Ainda sob o aspecto da conexão das partes, considerei original a apresentação das personagens logo no início e os episódios consecutivos preenchendo vácuos abertos de propósito pela autora. Vozes e histórias chuleadas acabam passando em algum momento pela acidentada vida amorosa das mulheres, o que leva ao avanço do enredo. Como um todo, o romance tem na quinta parte seu epílogo com considerações de Chiamaka. O fim retoma o início, técnica muito usada em obras literárias contemporâneas.

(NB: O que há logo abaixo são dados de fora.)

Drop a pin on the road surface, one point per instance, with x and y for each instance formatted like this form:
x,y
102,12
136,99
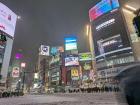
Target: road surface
x,y
66,99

Chiamaka é prima de Omelogor, ambas são amigas de Sikora, mas é aos poucos que o leitor é informado sobre isso. Nigerianas de classe média alta, envolvem-se com Kadiatou, guineense que trabalha na casa da primeira. Kadiatou é, sem dúvida, dentre as mulheres, a que mais toca emocionalmente o leitor por conta do seu sofrimento que começa na infância, das adversidades que precisa enfrentar ao tentar se integrar em outra cultura, da sua pungente humanidade exposta em minúcias. Na rica ‘Nota da autora’, no final da obra, Chimamanda explica a gênese de Kadiatou, nascida de uma história real que esteve nas manchetes dos mais importantes jornais norte-americanos e europeus em 2011. Na época, uma imigrante africana, Nafissatou Diallo, que trabalhava como camareira num hotel cinco estrelas de Nova York, foi parar no noticiário porque acusou um hóspede importante, Dominique Strauss-Khan, diretor do Fundo Monetário Internacional, de agressão sexual.
No adendo explicativo, a escritora lembra: “Acompanhei a história com atenção e até fascínio. Ela tocava em muitos pontos críticos da vida americana moderna: poder e agressão sexual; gênero, imigração e raça (...) E senti um leve impulso protetor, pois, apesar de Nafissatou Diallo ser diferente de mim em muitos aspectos, ela também era uma mulher da África Ocidental que morava nos Estados Unidos, e, portanto, familiar, intuitivamente cognoscível, e surgiram em mim os sentimentos de uma irmã.” Encerra os comentários acrescentando: “Minha mãe, acho, teria gostado de Kadiatou. Eu a imagino lendo este romance e dizendo, com uma espécie de resignação e empatia: ‘Nwanyi ibe m. Mulher como eu.” No rol do quarteto de mulheres (três delas financeiramente independentes e muito glamurosas) que movem o enredo, a humilde Kadiatou tornou-se ‘a filha preferida’ da autora, que confirmou o afeto literário à jornalista Sabrina Legramandi, em entrevista num evento da última Bienal, com mediação da atriz Taís Araújo.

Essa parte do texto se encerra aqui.